Hi friends, I know it’s been awhile since I’ve written to you. I meant to blog more over the summer but it just kind of escaped me.
Summertime has always been my favorite, 100 degree weather, sitting out by the pool, sundresses, fresh watermelon and being outside until the sun goes down are some of my favorite things. And of course, who doesn’t love a beautiful summer sunset?
But this summer was unlike any other I have ever had before. It was a summer filled with fullness, yet sprinkled with moments of doubt and worry. But as I look back on my 16 weeks spent with my family in southwest Missouri, I wouldn’t change it. I grew in ways I didn’t think I could and learned to love beyond my natural capacity.
I interned at a news station with a contact consumer reporter. Basically, you bought into a scam? Tell us the details and we’ll fight the crime. It was great. We were busting crooks and making wrongs, a right – each and every day. I was slightly obsessed with my new job (and if you were wondering, I got a badge) but I also really loved the people I was working with. I became invested in their lives; I desired to see them know Jesus. It was strange because I had never seen a need for the gospel, quite like this before. This was my battleground for the summer, the place the Lord had appointed me to be a light.
Interning gave me purpose this summer, not only was I certain what my ministry was – but I was certain that broadcast journalism was what I wanted to pursue. All through the month of June, I would stay up late at night trying to figure out what life after graduation would look like. And I would worry about how Tyler and I were going to find jobs in the same city and how would we balance getting married along with that?! I would worry and worry and worry. Honestly, I believe I had made worry and idol. I would give more attention to my worry than the promises that the Lord had given to me.

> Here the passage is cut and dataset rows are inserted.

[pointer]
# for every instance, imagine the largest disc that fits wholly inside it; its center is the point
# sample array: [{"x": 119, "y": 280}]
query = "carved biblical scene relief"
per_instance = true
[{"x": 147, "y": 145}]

One sunny day in early July all my anxiety about the future came to a head. I remember sitting in the studio watching the 6 o’clock news telling the Lord, “If you don’t want me to do this, take away my passion for it. If this is not the job field you have for me – make it so clear. Because this is what I want to do, but I want you to know that you are my greatest good. So even if you decide to take it from me, that’s okay. You can have it.”
My summer can be described with one word: surrender.
And that prayer, led to freedom. The worry fell off of me, the pressure to have it figured out – dissipated, the desire to not disappoint those mentoring me – diminished, and I felt full. It was like I was bound in chains I didn’t even know I was wearing and as I silently said these words, the chains were released. This wholeness was one I had been desperately searching for, but I had allowed worry to eat me alive. I learned this summer that worry is debilitating, it keeps you from experiencing the fullness of God’s love. When I just simply sit and bask in God’s love for me, man’s approval doesn’t matter and ultimately what I do with the rest of my life doesn’t matter either. I had to come to a breaking a point, a place where I could give everything up and know the Lord was enough.
About four weeks later, I was driving to Kentucky with my mom for a job interview. After 8 hours of quizzes, questions and pages upon pages of scripts – I was offered a position as a news reporter for a station in eastern Kentucky. Oh how faithful the Lord is.
And as I sit back and reflect on this journey, I am amazed. I realized how lowly my efforts were and my worry brought me nowhere. But when I was concerned with serving, loving others and following the Lord – it all fell into place.
It’s an exercise in trust. Taste and see that the Lord is good. Grasp His faithfulness, tell of His great works. Believe He has gone before you, and know that He is for you.